Jika ada istilah, guru
adalah pahlawan tanpa tanda jasa, satu sisi hatimu sedih. Apa yang salah dari para guru hingga tak diberi jasa?
Tapi di sisi lain kamu harus bangga, karena guru tak akan
pernah mau menghiba meminta diberi jasa. Jika ingin diberi jasa, berilah dengan
keikhlasan, bukan pemanis agar guru merasa dihargai. Dihargai atau tidak, guru
sudah berharga dari kesabarannya yang
tak kenal lelah.
Guru tak akan
meminta kembali ilmu yang sudah diberikan pada kita. Entah sudah
berapa juta anak yang sudah dibekali ilmu oleh seorang guru. Presiden tak akan
bisa memimpin negara tanpa andil seorang guru. Astronot tak akan menginjakkan
kaki di bulan tanpa jasa guru, dan aku
tak akan bisa menulis seperti ini tanpa jasa guru.
Wahai anakku, guru tidak
hanya sekedar orang yang
hanya berdiri dan mengajar di depan kelas. Guru adalah juga Ibu di sekolah. Apalagi di zaman
sekarang, kita lebih sering ketemu dan akrab dengan guru kita di sekolah. Bahkan,
lebih banyak waktu kita habiskan dengan guru, daripada bersama ibu kita
sendiri.
Kita lihat, berapa jam kita bersama ibu kita. Setelah
pulang ke rumah, terkadang ibu kita belum pulang dari kerja, kita baru ketemu
ibu sekitar kurang lebih jam 4.00 sore. Saat sore tiba, kadang kita tak lama
bercengkrama dengan ibu kita, tetapi dengan tayangan televisi. Kebiasaan ini
terkadang berlangsung hingga malam tiba, sedikit sekali kita bercengkrama
dengan ibu. Kadang hanya terdengar suara perintah ibu kita, “adik belajar” atau
“adik makan, solat, dan tidur”. Mendengar itu, tak sedikit dari kita kesel,
bosan, dan menggrundel di hati. Iya kan?
Saat malam semakin larut, kita tidur, ibu juga tidur,
tentu tak bisa bercengkrama lagi dengan ibu. Saat pagi tiba, kita diperintah
lagi sama ibu, “esaa mandi, pakaian, jangan lupa sarapan, trus di sekolah
jangan nakal ya”. Lalu ibu pergi kerja, dan kita kadang tak sempat pamit dengan
ibu. Kita berangkat ke sekolah, ibu sudah di tempat kerja. Sudahkah kita
hitung, berapa jam kita bersama ibu?
Coba bandingkan dengan saat kita bersama guru.

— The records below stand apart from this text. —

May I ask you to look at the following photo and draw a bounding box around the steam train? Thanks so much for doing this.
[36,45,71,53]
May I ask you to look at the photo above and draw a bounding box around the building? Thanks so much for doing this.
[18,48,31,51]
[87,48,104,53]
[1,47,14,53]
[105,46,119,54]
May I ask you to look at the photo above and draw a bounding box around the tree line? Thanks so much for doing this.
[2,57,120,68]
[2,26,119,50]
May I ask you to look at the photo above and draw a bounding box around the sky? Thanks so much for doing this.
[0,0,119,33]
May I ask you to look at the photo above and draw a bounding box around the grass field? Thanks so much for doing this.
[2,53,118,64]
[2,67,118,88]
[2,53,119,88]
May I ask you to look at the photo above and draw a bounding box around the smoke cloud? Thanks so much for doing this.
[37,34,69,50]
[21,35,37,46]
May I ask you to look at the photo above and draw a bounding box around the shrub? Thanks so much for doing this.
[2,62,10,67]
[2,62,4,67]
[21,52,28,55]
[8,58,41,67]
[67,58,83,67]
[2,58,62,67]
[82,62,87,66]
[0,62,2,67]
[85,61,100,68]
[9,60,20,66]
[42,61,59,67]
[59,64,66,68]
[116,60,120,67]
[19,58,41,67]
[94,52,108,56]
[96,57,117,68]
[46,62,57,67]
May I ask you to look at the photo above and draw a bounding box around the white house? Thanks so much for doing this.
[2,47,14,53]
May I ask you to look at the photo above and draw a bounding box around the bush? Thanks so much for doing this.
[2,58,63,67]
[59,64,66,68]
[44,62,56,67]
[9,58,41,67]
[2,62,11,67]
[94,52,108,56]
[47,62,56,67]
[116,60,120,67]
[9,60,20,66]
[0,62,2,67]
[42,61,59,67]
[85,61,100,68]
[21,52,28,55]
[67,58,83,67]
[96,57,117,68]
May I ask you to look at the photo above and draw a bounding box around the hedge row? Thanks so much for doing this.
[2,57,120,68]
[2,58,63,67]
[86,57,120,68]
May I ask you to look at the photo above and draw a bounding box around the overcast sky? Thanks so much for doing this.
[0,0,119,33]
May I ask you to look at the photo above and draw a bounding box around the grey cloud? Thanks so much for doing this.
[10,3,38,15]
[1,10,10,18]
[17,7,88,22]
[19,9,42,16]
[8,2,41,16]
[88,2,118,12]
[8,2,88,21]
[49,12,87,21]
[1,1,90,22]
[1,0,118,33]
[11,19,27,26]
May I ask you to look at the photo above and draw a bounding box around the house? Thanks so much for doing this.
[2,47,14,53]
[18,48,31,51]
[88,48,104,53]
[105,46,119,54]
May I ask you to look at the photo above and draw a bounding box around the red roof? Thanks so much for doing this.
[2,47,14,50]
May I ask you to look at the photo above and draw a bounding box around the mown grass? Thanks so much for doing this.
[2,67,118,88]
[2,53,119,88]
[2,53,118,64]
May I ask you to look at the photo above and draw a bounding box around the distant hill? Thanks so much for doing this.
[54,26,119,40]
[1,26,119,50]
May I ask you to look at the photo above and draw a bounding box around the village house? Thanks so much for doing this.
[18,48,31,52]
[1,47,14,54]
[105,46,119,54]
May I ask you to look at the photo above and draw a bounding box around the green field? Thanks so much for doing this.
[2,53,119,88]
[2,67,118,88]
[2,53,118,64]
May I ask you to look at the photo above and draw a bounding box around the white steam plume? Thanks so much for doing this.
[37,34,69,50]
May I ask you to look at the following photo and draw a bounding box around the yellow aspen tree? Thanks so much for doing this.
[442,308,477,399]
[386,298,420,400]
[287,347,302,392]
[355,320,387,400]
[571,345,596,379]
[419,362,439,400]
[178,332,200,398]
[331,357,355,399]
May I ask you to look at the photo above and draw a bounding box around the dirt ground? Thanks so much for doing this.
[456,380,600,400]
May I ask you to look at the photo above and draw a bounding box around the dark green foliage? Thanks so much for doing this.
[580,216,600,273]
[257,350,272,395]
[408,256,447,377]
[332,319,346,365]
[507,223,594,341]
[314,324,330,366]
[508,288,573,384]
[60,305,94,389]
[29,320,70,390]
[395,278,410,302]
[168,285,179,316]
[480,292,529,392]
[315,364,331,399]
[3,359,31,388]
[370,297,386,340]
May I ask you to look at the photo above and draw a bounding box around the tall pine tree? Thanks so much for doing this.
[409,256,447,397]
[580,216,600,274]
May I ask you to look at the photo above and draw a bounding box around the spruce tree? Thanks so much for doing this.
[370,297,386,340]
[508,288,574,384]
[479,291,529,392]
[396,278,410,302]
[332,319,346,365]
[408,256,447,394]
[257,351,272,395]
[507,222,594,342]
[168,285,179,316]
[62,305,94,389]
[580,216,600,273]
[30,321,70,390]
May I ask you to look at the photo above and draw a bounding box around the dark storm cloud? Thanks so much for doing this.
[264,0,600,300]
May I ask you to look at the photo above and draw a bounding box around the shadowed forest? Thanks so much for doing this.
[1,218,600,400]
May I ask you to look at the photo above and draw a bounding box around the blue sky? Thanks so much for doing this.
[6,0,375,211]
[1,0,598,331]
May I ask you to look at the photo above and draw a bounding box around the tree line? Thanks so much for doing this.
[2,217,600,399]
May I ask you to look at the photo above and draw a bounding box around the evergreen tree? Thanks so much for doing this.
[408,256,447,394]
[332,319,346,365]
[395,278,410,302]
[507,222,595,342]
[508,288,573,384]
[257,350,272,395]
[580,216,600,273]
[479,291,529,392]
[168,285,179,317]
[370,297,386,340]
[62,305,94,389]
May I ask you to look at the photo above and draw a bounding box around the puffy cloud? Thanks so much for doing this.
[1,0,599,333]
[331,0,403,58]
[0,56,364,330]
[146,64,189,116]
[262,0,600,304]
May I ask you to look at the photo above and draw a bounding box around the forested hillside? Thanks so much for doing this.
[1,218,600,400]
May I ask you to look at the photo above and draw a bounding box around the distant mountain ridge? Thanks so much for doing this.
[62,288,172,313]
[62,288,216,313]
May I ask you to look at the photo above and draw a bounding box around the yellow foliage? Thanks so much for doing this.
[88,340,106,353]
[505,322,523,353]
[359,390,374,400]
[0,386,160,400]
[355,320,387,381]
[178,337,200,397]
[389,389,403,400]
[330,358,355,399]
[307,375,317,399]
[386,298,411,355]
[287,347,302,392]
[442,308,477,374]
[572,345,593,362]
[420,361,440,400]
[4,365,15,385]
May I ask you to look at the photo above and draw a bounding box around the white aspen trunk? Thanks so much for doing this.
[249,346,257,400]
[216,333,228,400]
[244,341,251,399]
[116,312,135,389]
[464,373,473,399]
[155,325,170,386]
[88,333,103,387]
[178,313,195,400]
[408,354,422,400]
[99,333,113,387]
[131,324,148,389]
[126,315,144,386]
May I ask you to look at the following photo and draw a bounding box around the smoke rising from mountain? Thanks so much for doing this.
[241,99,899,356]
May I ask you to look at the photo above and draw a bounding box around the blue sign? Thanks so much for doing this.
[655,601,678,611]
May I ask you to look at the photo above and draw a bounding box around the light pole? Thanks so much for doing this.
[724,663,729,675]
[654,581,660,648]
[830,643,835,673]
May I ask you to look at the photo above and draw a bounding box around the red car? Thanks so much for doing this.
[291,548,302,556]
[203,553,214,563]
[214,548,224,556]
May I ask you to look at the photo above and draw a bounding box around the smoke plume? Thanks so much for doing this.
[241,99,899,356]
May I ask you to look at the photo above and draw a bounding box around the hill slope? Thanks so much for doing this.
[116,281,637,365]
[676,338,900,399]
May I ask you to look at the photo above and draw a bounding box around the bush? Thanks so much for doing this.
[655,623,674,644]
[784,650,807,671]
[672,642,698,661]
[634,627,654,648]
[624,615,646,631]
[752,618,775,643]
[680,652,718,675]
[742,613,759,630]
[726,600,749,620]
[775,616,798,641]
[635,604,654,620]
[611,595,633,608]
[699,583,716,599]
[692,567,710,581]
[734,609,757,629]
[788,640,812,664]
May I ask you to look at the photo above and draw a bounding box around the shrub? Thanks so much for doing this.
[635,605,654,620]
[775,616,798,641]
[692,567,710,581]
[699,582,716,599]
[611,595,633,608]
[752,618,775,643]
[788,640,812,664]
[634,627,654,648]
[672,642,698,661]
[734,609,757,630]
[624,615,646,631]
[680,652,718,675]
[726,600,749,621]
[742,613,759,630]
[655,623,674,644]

Bayangkan anakku, kita bersendau gurau akrab dengan ibu guru sejak pukul 7.00
pagi hingga jam 2 siang, setiap hari selama 7 hari, kecuali hari Jumat hingga
sampai jam 11.00 siang.
Terkadang, cara kita berpakaian salah, guru yang
membetulkan. Terkadang kita lupa belum sarapan, guru yang mencarikan. Terkadang
kita sakit di sekolah, hingga muntah atau buang air besar, guru merawatnya. Terkadang
kita menangis di sekolah, guru yang mengusap air mata kita. Kadang kita
bersedih, guru yang memberi semangat. Saat
pulang sekolah, tentu semua derita itu tak ada, ibu kita hanya sekedar bertanya
dan kadang lupa mengucap terima kasih kepada guru.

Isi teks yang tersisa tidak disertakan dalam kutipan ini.